The answer seems as though it’s probably ‘no’.
But. How can we verify this? Such ‘disabled’ individuals often lack the presentational requirements for such ideas. Even if such an individual can get ahold of a keyboard, can the notion be successfully worded with an understanding of other people’s context that’s rich enough to create a bridge over which the new idea can be injected into our context? If someone tells you the answer to all your problems, but does so in Japanese, and you don’t know Japanese, how useful are those ‘answers’? Furthermore, imagine that instead of Japanese, it’s a language that no one else knows and no one has ever heard of.
The possibility of our understanding expanding beyond its own context remains cloistered within it’s own context.
So we arrive at a different question: how does the context of a particular level of understanding expand in order to achieve a new level of understanding in a new context?
The process of learning does seem to be demarcated with swift and dramatic jumps in our level of understanding. We squint and scratch our heads, confused with a new concept that is beyond what we currently know, and then like seeming magic, after enough head banging, boom, suddenly it seems to make sense. We test that understanding, we get a predictable answer, and it’s verified: we understand on a new level.

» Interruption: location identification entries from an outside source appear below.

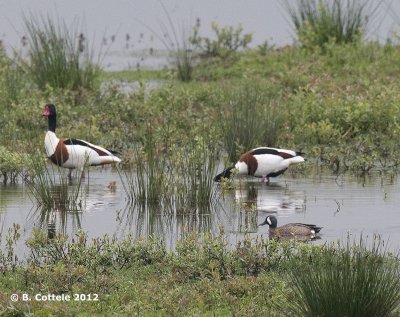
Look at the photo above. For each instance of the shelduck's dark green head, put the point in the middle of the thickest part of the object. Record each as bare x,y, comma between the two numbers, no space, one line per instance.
51,114
49,110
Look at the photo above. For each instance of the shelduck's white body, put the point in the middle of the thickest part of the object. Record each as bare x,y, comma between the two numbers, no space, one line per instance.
263,162
73,153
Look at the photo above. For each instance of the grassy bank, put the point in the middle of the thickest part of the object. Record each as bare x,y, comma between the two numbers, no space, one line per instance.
204,276
340,106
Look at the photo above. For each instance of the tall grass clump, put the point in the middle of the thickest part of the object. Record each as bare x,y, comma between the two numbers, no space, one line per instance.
176,41
147,181
52,189
318,22
351,281
194,169
253,118
12,80
179,175
58,55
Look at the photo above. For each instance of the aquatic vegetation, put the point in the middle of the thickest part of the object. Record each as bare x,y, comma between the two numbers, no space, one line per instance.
180,176
367,277
52,189
228,41
176,41
12,165
320,22
251,119
55,56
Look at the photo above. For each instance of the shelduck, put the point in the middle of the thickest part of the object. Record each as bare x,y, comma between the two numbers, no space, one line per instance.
263,162
291,230
73,153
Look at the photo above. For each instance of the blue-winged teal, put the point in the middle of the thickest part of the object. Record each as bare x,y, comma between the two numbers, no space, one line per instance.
296,230
263,162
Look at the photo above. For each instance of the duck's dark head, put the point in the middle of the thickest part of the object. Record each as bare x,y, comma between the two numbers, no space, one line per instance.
225,174
271,221
49,110
51,114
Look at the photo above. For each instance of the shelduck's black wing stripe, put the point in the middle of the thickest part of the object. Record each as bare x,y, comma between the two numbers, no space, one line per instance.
83,143
261,150
272,151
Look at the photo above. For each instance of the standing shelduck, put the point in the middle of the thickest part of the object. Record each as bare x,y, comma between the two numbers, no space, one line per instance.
73,153
263,162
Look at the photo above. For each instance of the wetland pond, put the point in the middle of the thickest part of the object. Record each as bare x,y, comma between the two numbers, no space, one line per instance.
342,204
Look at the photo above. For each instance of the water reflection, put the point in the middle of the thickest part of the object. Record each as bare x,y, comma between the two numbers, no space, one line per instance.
56,221
274,198
368,206
166,221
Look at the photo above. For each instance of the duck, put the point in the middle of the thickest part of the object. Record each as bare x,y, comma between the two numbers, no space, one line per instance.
299,231
264,162
73,153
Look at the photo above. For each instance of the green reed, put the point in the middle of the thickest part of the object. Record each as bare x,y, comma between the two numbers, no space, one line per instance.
195,167
347,281
180,176
318,22
252,119
53,189
59,55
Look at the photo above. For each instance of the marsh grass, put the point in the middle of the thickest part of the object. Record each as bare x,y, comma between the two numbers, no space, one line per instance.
195,167
176,41
180,176
253,118
52,189
56,56
144,182
318,22
354,280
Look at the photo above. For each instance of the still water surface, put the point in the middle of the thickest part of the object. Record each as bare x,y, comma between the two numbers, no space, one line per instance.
342,205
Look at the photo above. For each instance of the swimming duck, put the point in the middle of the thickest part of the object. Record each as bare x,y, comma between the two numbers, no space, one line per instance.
295,230
73,153
263,162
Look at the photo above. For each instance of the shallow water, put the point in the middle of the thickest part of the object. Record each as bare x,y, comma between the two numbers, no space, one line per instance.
343,205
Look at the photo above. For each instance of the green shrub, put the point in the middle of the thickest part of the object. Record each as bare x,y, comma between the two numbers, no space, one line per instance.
346,281
55,57
319,22
252,118
228,41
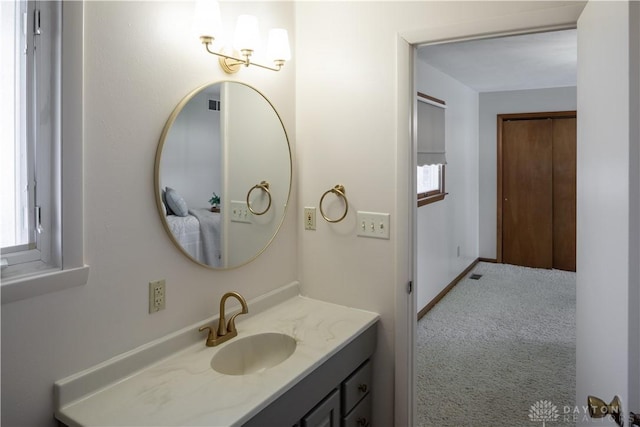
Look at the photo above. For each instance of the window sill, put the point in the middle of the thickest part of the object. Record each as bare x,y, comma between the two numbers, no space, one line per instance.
431,199
28,286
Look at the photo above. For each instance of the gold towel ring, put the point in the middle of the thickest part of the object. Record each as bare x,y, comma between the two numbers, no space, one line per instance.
264,186
340,192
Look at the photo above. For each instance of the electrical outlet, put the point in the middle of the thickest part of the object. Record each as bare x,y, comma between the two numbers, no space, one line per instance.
157,296
373,224
309,218
240,212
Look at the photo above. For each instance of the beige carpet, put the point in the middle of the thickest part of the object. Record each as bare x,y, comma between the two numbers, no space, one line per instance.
495,349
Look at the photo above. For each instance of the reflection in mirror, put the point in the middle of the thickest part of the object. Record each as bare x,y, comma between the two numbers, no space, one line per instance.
223,174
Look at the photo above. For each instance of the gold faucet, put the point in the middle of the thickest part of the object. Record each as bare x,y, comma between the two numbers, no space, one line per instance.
225,331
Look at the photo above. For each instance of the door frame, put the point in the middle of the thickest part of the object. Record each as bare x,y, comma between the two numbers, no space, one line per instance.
499,158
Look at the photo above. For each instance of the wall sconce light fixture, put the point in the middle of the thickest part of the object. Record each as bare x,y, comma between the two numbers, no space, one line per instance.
246,39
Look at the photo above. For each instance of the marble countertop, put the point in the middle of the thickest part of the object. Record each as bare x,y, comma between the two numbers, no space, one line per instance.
184,390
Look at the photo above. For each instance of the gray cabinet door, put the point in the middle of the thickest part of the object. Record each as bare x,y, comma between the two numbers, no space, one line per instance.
326,414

The transmission of understanding between people clearly has requirements. One of the most obvious requirements is language. It’s always an adorable sight when people who have utterly no knowledge of each other’s language are trying to help and get help, as with, asking for directions in a foreign country. The game becomes an unpracticed exercise in charades.
Of course, language isn’t necessarily a requirement. It’s not difficult for someone who doesn’t speak your language to teach you a specific dance. There the requirement is vision, and one of movement, and the amount of information that is ricocheted back and forth by simple eye contact and head nodding can be quite amazing. It’s like a game of Marco Polo but administered through ‘yeses’ and ‘noes’: encouragement and discouragement - perhaps the most fundamental form of evolution.

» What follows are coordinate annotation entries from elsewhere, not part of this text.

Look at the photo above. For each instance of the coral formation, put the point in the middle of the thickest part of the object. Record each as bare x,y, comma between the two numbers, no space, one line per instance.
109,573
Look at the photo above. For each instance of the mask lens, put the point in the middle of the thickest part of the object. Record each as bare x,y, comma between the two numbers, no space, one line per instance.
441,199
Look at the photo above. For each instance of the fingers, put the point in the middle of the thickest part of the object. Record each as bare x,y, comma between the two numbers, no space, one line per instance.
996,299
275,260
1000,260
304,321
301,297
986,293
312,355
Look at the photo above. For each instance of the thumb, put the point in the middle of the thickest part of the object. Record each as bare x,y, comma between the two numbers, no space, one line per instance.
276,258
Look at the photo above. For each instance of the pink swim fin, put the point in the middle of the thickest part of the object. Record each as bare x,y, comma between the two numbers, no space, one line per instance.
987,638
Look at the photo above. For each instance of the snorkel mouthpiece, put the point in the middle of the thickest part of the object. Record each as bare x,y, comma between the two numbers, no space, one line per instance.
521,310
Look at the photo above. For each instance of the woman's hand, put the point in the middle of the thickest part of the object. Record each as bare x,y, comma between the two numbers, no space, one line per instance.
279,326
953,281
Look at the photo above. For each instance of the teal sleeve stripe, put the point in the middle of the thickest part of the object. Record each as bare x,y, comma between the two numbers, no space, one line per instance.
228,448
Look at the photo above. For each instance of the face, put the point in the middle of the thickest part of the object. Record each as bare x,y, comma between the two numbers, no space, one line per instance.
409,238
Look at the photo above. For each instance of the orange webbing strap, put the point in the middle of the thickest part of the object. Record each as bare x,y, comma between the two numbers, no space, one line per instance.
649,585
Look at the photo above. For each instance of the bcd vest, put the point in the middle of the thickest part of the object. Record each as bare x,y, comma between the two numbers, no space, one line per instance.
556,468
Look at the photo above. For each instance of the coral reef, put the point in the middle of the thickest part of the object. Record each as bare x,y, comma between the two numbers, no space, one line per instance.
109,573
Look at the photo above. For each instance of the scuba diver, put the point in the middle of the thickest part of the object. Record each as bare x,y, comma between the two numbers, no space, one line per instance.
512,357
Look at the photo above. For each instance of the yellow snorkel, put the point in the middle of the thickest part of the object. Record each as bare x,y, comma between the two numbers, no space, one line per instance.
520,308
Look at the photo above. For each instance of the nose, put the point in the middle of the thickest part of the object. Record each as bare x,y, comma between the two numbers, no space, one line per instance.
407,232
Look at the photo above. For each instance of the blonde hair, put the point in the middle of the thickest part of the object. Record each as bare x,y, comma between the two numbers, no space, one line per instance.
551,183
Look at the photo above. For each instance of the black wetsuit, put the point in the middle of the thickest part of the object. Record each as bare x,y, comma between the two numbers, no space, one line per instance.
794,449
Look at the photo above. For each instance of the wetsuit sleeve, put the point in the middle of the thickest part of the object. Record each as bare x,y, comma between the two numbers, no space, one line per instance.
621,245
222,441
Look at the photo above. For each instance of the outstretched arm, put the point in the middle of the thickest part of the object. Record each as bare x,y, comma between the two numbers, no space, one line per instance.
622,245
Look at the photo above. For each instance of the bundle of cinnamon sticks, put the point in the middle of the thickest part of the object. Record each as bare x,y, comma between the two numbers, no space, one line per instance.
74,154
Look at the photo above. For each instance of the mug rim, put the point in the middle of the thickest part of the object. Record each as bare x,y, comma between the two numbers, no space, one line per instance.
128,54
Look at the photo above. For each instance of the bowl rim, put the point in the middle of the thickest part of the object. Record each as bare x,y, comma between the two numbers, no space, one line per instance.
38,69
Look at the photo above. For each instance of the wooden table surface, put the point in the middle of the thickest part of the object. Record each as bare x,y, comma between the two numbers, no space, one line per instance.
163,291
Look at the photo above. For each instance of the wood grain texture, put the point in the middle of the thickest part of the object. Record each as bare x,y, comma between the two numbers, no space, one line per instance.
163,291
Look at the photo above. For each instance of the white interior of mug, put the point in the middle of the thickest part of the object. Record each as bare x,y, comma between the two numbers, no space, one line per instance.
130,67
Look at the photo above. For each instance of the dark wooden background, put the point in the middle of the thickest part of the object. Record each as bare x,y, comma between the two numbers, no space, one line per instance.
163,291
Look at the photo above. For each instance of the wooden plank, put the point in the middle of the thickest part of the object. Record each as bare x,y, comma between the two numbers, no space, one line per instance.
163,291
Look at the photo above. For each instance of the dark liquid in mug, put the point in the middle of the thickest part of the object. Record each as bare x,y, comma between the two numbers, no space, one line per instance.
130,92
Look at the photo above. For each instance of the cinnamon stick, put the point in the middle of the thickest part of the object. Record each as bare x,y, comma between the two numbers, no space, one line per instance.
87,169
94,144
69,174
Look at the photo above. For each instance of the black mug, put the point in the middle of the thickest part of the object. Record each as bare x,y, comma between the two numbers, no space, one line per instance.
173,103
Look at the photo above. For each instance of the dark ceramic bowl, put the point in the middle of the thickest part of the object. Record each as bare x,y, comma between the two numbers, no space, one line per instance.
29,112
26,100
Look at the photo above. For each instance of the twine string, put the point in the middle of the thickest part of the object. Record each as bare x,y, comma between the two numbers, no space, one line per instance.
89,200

Now let’s apply these musings to conversation:
How does someone achieve the ability to understand what you are saying?
Does the success of your message depend more on your ability to articulate your idea or your understanding of the listener’s perspective?
Do we speak in a way that builds bridges between our own perspective and the perspective of another? Or do we speak in a way that merely reinforces our own context?
A useful concept at this point is the echo-chamber. Most of us just talk and talk as though a thorough description of our perspective is somehow going to invade and conquer the opinions and ideas of other perspectives. But our context often just becomes self-reinforcing when it doesn’t have access to other contexts. Access to those other contexts is also key to convincing someone to see something from a different point of view.
If you want to give someone a new perspective, wouldn’t it be helpful to understand what their current perspective is?
Would we not be better equipped to get someone to see something differently if we first asked some questions to get an understanding of what’s going on in their mind?
We might even get lucky. If our ability to form questions is well practiced, we might be able to form questions that simultaneously achieve two ends: We become acquainted with the mind of the other person, and their consideration of our question also casts a new light on their own understanding.
The presentational requirements for ideas, perspectives, opinions, are quite substantial. And with much of human dialogue, we are simply steamrolling these requirements in a vain attempt to convince by brute force.
Unfortunately, this strategy often just backfires. By ignoring the presentational requirements, we build echo chambers, we weld doors of perspective shut, we lower the blinds, and we become ignorant to the art of building bridges.